1/2 cup whole wheat pastry flour

1/3 cup whole wheat pastry flour

1/8 teaspoon baking soda

1/8 teaspoon kosher salt

1/8 teaspoon ground cinnamon

6 tablespoons unsalted butter, room temperature

1/2 teaspoon orange zest

1/4 cup raw (unrefined and unbleached) sugar

1 tablespoon honey

2 egg yolks

1/2 teaspoon vanilla extract

1 tablespoon freshly-squeezed orange juice

For the fig filling:

3/4 cup chopped dried black Mission figs

2 tablespoons unsweetened applesauce

1/2 tablespoon honey

1/2 teaspoon orange zest

1/8 teaspoon cinnamon

Day One

1. In a small bowl, sift together the flour, baking soda, salt, and cinnamon. Set aside.

2. Using a stand mixer with the paddle attachment, cream together the butter, sugar, and orange zest until light and fluffy.

3. Beat in the egg yolks one at a time.

4. Stir in the honey and vanilla extract.

5. Pour in the sifted flour mixture all at once. Spoon in the orange juice. Stir until just combined.

6. Spread a large piece of plastic wrap on the countertop. Place the dough (which will be soft and sticky) onto the center of the wrap. Cover it completely and pat into a disk shape.

7. Place in the fridge to chill overnight.

8. To make the filling, add the figs, applesauce, honey, orange zest, and cinnamon to the bowl of a food processor. Pulse until the mixture forms a smooth paste, using a spatula to scrape down the sides as necessary. Place in an airtight container and store in the fridge overnight. [Alternately, you can make the filling on day two and use immediately.]

Day Two

1. Preheat the oven to 325 degrees. Cover a baking sheet with parchment paper. Set aside.

2. Cover your work surface with flour.

3. Roll out the dough to a 1/4" thickness. Use a pastry or pizza cutter to cut the dough into 3 1/4"-wide by 6"-long strips.
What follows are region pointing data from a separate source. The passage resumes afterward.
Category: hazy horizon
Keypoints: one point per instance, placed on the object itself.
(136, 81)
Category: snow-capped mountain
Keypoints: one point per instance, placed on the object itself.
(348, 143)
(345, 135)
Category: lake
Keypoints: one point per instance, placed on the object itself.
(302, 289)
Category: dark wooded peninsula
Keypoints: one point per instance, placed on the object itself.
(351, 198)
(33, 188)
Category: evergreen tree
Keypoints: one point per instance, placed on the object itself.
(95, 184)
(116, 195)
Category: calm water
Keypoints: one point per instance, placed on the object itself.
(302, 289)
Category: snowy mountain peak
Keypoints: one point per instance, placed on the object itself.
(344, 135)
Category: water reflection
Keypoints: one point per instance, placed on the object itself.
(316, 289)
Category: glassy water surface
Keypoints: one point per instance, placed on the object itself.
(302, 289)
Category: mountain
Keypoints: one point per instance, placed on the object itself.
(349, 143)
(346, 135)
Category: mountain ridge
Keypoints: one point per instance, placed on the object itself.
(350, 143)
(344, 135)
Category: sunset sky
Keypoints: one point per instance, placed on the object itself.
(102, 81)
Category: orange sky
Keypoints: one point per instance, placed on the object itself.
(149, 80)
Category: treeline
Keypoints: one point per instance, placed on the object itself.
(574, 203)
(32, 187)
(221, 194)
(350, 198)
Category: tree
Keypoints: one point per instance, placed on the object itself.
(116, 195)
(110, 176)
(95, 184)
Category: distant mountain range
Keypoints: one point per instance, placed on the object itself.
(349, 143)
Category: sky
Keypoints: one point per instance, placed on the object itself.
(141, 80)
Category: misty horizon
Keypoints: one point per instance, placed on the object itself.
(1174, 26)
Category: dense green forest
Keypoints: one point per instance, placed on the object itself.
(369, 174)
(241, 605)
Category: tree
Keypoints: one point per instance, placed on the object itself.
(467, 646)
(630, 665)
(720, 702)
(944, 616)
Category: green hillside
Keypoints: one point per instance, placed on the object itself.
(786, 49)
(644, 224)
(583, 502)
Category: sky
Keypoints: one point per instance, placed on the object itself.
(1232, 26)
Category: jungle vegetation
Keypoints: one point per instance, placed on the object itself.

4. Spoon the fig spread mixture (spreading it with a spatula to about 1" wide and a 1/4" thickness) down the center of each dough strip. If you find this is too difficult, alternately you can use a pastry bag to pipe the spread down the center of the dough, using a plain basket weave tip.)

5. Fold one side of the dough strip over top the fig spread. Then, flip/roll the dough over so that the seam is on the bottom. Use a pastry brush to dust off any excess flour.

6. Place the fig bar roll on the parchment-lined baking sheet.

7. Bake for 12-15 minutes, or until the bars have slightly puffed up, are golden brown, and are just firm to the touch. If the dough appears moist or is sticky when touched, bake a few minutes more.

8. Once baked, remove from the oven and immediately cut into 1-2"-long rectangles.

9. While still warm, pack the bars in an airtight container, placing a sheet of parchment paper between layers.

10. Cookies should remain fresh for up to two weeks at room temperature.